A. A threat to the Temple during the high-priesthood of Onias III is thwarted by a supernatural manifestation (3:1-4:6)

B. The Hellenistic ‘reforms’ (4:7-50)

C. The desecration of the Temple by Antiochus IV Epiphanes, here pictured as a response to a revolt against the Hellenistic reforms rather than, as in 1 Maccabees, an effort to impose a state religion on the Jews (chap. 5)

D. Tales of martyrdom (chaps. 6-7; cf. 4 Macc.; T. Moses 9; and Wisd. of Sol. 2:12-5:23)

E. Judas defeats Nicanor’s first invasion (chap. 9)

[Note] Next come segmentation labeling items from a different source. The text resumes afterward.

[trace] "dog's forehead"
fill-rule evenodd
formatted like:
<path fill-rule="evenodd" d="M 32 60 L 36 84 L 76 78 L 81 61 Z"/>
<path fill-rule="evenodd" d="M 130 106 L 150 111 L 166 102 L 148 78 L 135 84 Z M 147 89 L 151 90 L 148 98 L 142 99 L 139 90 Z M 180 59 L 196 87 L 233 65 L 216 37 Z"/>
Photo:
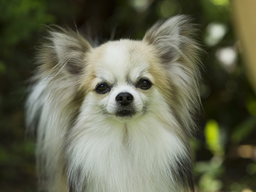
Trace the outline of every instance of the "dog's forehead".
<path fill-rule="evenodd" d="M 149 68 L 147 46 L 141 42 L 109 42 L 95 51 L 98 55 L 96 76 L 110 83 L 138 81 Z"/>

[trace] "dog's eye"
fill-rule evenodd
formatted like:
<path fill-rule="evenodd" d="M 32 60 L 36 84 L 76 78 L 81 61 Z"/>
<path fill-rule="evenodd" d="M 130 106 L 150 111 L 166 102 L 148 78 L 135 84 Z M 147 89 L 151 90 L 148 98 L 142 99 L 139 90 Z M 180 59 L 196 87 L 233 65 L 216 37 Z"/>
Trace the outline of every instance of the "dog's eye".
<path fill-rule="evenodd" d="M 141 89 L 141 90 L 148 90 L 152 86 L 151 81 L 148 79 L 141 79 L 137 83 L 136 87 Z"/>
<path fill-rule="evenodd" d="M 95 91 L 98 93 L 104 94 L 110 91 L 110 88 L 107 83 L 100 83 L 96 86 Z"/>

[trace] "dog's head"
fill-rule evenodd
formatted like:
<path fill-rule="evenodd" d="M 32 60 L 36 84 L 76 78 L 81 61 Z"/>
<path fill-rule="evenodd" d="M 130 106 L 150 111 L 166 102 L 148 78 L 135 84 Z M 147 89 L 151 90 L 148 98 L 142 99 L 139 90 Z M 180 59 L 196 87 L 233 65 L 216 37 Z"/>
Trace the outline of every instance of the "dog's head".
<path fill-rule="evenodd" d="M 89 86 L 85 100 L 90 100 L 91 110 L 127 120 L 154 109 L 161 97 L 154 76 L 157 65 L 161 68 L 156 52 L 145 42 L 128 40 L 92 50 L 87 58 L 90 70 L 83 81 L 84 86 Z"/>

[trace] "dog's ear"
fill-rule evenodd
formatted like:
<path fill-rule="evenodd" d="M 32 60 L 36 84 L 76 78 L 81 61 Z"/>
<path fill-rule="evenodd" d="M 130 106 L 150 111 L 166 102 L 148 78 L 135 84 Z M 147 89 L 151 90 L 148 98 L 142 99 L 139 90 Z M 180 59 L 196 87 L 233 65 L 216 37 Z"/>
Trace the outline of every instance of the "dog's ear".
<path fill-rule="evenodd" d="M 84 70 L 91 49 L 89 42 L 76 31 L 60 27 L 51 29 L 37 54 L 40 72 L 77 76 Z"/>
<path fill-rule="evenodd" d="M 158 22 L 146 33 L 143 41 L 156 47 L 163 63 L 193 62 L 200 48 L 194 40 L 198 32 L 191 20 L 179 15 Z"/>

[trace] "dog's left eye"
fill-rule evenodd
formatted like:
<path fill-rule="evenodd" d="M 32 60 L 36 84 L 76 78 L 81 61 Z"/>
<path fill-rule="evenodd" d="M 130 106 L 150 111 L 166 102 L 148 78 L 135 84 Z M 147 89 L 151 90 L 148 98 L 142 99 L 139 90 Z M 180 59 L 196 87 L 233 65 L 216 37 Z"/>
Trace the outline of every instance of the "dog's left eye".
<path fill-rule="evenodd" d="M 96 86 L 95 91 L 98 93 L 104 94 L 110 91 L 110 88 L 107 83 L 100 83 Z"/>
<path fill-rule="evenodd" d="M 137 83 L 136 87 L 141 89 L 141 90 L 148 90 L 152 86 L 151 81 L 146 78 L 141 79 Z"/>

F. Antiochus is struck down by God and repents upon his deathbed, leading to the purification and rededication of the Temple by Judas (9:1-10:9)

G. Judas defeats Timothy and Lysias under Antiochus V Eupator (10:10-11:38)

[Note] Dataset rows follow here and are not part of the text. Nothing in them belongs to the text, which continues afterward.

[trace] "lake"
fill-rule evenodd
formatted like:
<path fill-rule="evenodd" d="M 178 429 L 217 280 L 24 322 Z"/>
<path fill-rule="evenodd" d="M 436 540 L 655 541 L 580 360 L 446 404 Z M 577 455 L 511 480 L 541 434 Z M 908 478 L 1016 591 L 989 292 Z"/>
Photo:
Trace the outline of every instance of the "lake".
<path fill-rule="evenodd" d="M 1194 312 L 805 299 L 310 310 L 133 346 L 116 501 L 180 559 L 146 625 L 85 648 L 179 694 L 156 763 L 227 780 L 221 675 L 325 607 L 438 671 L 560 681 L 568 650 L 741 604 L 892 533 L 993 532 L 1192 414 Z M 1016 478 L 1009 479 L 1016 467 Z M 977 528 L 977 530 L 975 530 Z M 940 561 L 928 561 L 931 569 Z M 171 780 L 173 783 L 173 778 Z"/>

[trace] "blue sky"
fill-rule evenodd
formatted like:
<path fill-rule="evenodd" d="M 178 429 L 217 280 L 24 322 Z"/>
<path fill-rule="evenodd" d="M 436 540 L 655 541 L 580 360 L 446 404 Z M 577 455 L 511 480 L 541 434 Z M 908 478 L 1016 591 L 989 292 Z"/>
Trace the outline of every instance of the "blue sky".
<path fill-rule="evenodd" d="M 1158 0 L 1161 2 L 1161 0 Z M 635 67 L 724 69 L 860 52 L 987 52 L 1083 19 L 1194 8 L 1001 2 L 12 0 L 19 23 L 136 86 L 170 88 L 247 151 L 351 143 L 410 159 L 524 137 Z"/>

H. Judas defends Jews in Palestine (chap. 12)

I. Judas rebuffs an effort by Antiochus V to reinstall Menelaus, high priest during the Hellenistic reforms (chap. 13)

J. Judas defeats and kills Nicanor (who has undertaken a second campaign) following a vision of the martyred Onias III, the pious high priest, in which Judas receives a sword to defeat his adversaries (14:1-15:36)

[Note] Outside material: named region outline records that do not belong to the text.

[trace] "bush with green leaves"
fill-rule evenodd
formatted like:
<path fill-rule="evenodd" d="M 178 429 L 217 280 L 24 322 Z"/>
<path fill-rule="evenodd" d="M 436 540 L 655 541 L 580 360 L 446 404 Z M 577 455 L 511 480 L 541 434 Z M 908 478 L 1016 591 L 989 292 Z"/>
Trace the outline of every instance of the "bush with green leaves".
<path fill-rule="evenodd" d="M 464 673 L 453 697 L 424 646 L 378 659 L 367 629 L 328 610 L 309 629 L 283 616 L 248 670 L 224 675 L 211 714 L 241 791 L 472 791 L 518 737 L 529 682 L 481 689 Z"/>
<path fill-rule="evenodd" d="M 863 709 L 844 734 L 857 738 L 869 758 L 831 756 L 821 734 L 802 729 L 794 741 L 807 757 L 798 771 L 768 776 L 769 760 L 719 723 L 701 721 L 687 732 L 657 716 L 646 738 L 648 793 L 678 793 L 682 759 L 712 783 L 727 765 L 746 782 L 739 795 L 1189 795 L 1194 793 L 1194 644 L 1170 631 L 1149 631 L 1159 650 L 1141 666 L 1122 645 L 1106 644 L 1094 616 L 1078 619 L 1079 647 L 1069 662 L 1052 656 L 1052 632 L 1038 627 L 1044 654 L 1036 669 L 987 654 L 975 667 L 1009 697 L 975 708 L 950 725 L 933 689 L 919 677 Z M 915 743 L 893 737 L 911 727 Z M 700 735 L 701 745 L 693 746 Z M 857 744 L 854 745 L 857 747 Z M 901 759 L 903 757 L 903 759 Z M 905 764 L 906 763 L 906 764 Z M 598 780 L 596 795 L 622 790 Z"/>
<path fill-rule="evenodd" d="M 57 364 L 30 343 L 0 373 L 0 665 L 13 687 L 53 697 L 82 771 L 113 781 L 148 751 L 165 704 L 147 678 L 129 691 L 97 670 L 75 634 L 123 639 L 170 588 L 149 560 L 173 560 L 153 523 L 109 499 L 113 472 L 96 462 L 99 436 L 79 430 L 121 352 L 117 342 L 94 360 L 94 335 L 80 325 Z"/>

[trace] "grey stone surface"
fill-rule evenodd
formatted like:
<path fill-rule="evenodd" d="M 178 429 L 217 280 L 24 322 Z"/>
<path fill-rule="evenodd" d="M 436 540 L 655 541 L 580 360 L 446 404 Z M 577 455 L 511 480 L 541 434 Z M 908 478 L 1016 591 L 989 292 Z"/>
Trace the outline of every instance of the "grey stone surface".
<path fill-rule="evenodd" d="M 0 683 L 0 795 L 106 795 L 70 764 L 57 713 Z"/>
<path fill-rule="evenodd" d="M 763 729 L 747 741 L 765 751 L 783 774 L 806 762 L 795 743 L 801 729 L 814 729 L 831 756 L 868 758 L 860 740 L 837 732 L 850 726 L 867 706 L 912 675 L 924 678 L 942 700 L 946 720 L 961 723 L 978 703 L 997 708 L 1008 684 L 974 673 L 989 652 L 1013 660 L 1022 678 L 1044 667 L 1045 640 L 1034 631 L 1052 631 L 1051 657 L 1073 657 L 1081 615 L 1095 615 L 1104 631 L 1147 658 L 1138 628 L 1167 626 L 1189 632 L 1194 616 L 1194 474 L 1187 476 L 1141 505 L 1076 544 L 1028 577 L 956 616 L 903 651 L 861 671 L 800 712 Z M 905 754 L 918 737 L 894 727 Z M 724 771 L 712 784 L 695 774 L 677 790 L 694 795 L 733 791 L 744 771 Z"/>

IV. The epitomist’s conclusion (15:37-39)

While 1 Maccabees is generally considered historically more reliable where the two are parallel, 2 Maccabees is of value because it describes in greater detail the Hellenistic reform and the origin of the revolt prior to the emergence of the Maccabees, and because it provides greater insight into the history of the Jewish religion. It represents an epitome, or condensation, of a five-volume history written by an otherwise unknown Jason of Cyrene probably sometime after 110 b.c. The original language was Greek, and the condensation has survived as a part of the Septuagint, or Greek version of the ot. Protestants treat it as a part of the Apocrypha, while Catholics classify it as one of the deuterocanonical books.

2 Maccabees is generally termed a ‘pathetic’ history (from Gk. pathos, ‘emotion’ or ‘feeling’) because of the way in which it dwells upon the deaths of the righteous martyrs or the wicked king in a manner designed to evoke compassionate or contemptuous pity in the reader. The writer develops a theology of history in 6:12-17 that echoes the point of view of the Deuteronomistic school (see Judg. 2:11-23). Because the Jews themselves have profaned the Temple when the Hellenizers Jason and Menelaus used its treasure and vessels to buy the high-priesthood from Antiochus, God disciplines them by permitting Antiochus to desecrate the Temple (throughout the book God’s punishment tends to fit the crime—see 4:38; 9:5-6; 13:8). Repentance, however, ensures that God will protect the Jews from their enemies by sending a leader like Judas and by responding from heaven with a manifestation of supernatural power in defense of Temple or people (2:21; 3:22-40; 5:18; 9:5; 10:29-31; 15:22-27). The righteous who perish in the process can expect the resurrection of the dead (7:9-11; 12:44; 14:46) and are able to intercede to heaven on behalf of the living (15:12). Sin offerings on the part of the dead are also possible (12:39-45). 2 Maccabees is thus an important piece of evidence for the development of the idea of the resurrection of the dead in the period between the composition of Isa. 26:19 and Dan. 12:2 (in the fourth or third and the second centuries respectively) and the origin of Christianity.